– Часовому запрещается… – по привычке начал цитировать Родион, но осекся и сплюнул. – А и правда, спой, братец! Только не очень громко.

Внезапно ему пришла в голову неплохая мысль: ведь Хильда знает, что он, Радомир, из словен. А как еще подать ей знак, что здесь, совсем рядом, есть словены?

Тужир подумал, глядя на веселое желтое пламя, да и затянул:

Ой, береза, береза-а-а,
Что стоишь ты, березонька?

Хорошая песня оказалась. Правда, Истр заснул, вытянувшись на лапнике, пока слушал, но Родиону понравилась.

– А ты, брат, почему с нами никогда не поешь? – спросил Тужир, с довольным видом выслушав похвалу. – Неужели ни одной песни не знаешь?

Родион чертыхнулся про себя: ишь ты, заметил!

– Давно хочу спросить: в твоем прежнем роду какие песни пели? – подбросив в костер хвороста, заинтересовался подросток. – Похожие на наши или нет?

– Да не так чтобы похожие, – ухмыльнулся Рад, вспомнив обычный репертуар товарищей-туристов. – Умел бы я петь, то исполнил бы что-нибудь.

– Ну, спой! Никто ведь не слышит, кроме меня, Истрище, вон, спит давно. А мне так любопытно!

– Отстань!

– Ты тихонечко! Я же спел, когда ты попросил! А тебе для брата родного и песенки жалко? Одни ведь мы теперь друг у друга остались на всем свете белом! – Тужир чуть слезу не пустил и даже поднял было рукав кожуха – утираться.

– Ладно, не реви!
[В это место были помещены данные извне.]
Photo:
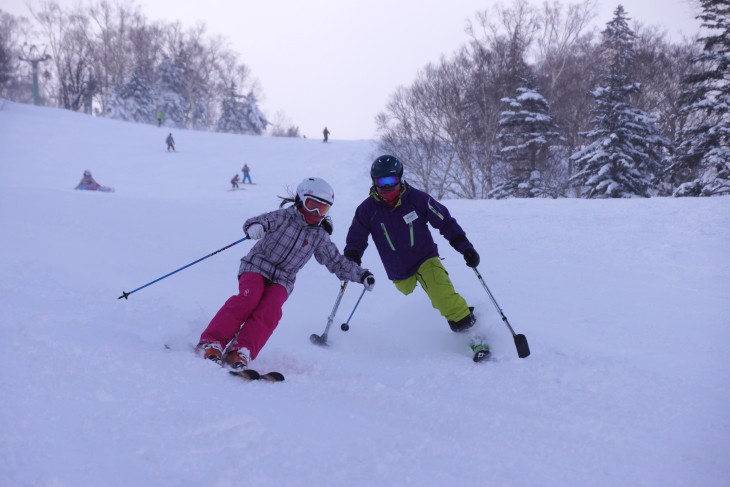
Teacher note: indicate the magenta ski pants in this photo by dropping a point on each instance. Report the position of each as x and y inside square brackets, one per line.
[252, 314]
Уговорил.

Самому вдруг захотелось вспомнить свое недавнее прошлое. И запел Родион первое, что на ум взбрело: «Изгиб гитары желтой ты обнимаешь нежно…» Увы, после первого куплета слова кончились, пришлось перескочить на «Солнышко лесное», которое вскоре плавно перетекло в «Над Канадой небо сине, меж берез дожди косые…». А где березы, там и баобабы, поэтому закончилось все куплетом про жену французского посла, там где «баобабы-бабы-бабы» – эту последнюю песню особенно любил Валентиныч. Тужир, впрочем, оказался публикой благодарной, на путаницу не жаловался, а слушал да восхищался.

– Ой, какая веселенькая! Жаль, много слов непонятных. Да, совсем другие у вас песни, не наши. Ну, еще какую-нибудь!

– Да хватит петь, а то горло застудим. Иди-ка лучше спи, братец, скоро твой черед сторожить.

– Не хочу я спать. Спой еще, а?

– Нет, не он, – вдруг сказал совсем рядом чей-то чужой голос. – Пусть ты! Да, ты пусть петь еще. Про березу, как прежде.

Парни изумленно обернулись. Приоткрыв дверь, из хаты выглядывала круглолицая девчонка с косами – одна из готских пленниц.

– Ты хочешь, чтоб мы спели? – в изумлении переспросил Родион.

– Не ты! Он, – девчонка кивнула на Тужира. – Он лучше. А ты не умеешь.

– Вот видишь? – Молодой человек ткнул братца в бок. – Что я говорил? Публика тебя желает услышать. Исполни что-нибудь по заявке… как тебя зовут-то, краса?

– Эрмендрада… Зачем тебе мое имя?

Радомир усмехнулся: сначала ляпнет, потом подумает, зачем. Одно слово – девка.

– Красивое имя, но длинное! – заявил он. – У вас у всех такие? Попроще нет?

– Есть и короткие. Одна вот – Хильда.

– Хорошо хоть не Фредегонда!

– Фредегонда дома осталась. – Девушка вдруг вздохнула с такой грустью, что Родиону стало ее жалко.

Вороша угли в костре, он тихонько двинул локтем Тужира:

– Ну, что ты там – уснул? Давай уж пой, видишь, девушки просят.

Тужир покладисто затянул про березу с самого начала. Слушательниц прибавилось – еще чье-то лицо белело в полутьме за плечом Эрмендрады. Дверь не закрывали, хотя наверняка снаружи тянуло холодом. А Родион втайне ликовал: Хильда здесь, рядом!

Береза высокая…
Ой, береза-березонька…

– выводил Тужир, звонко, но негромко и душевно. И впрямь талант у парня – не хочешь, а заслушаешься. Но главное – Хильда… Может, позвать ее? Теперь-то девчонки не станут жаловаться, сами ведь вышли.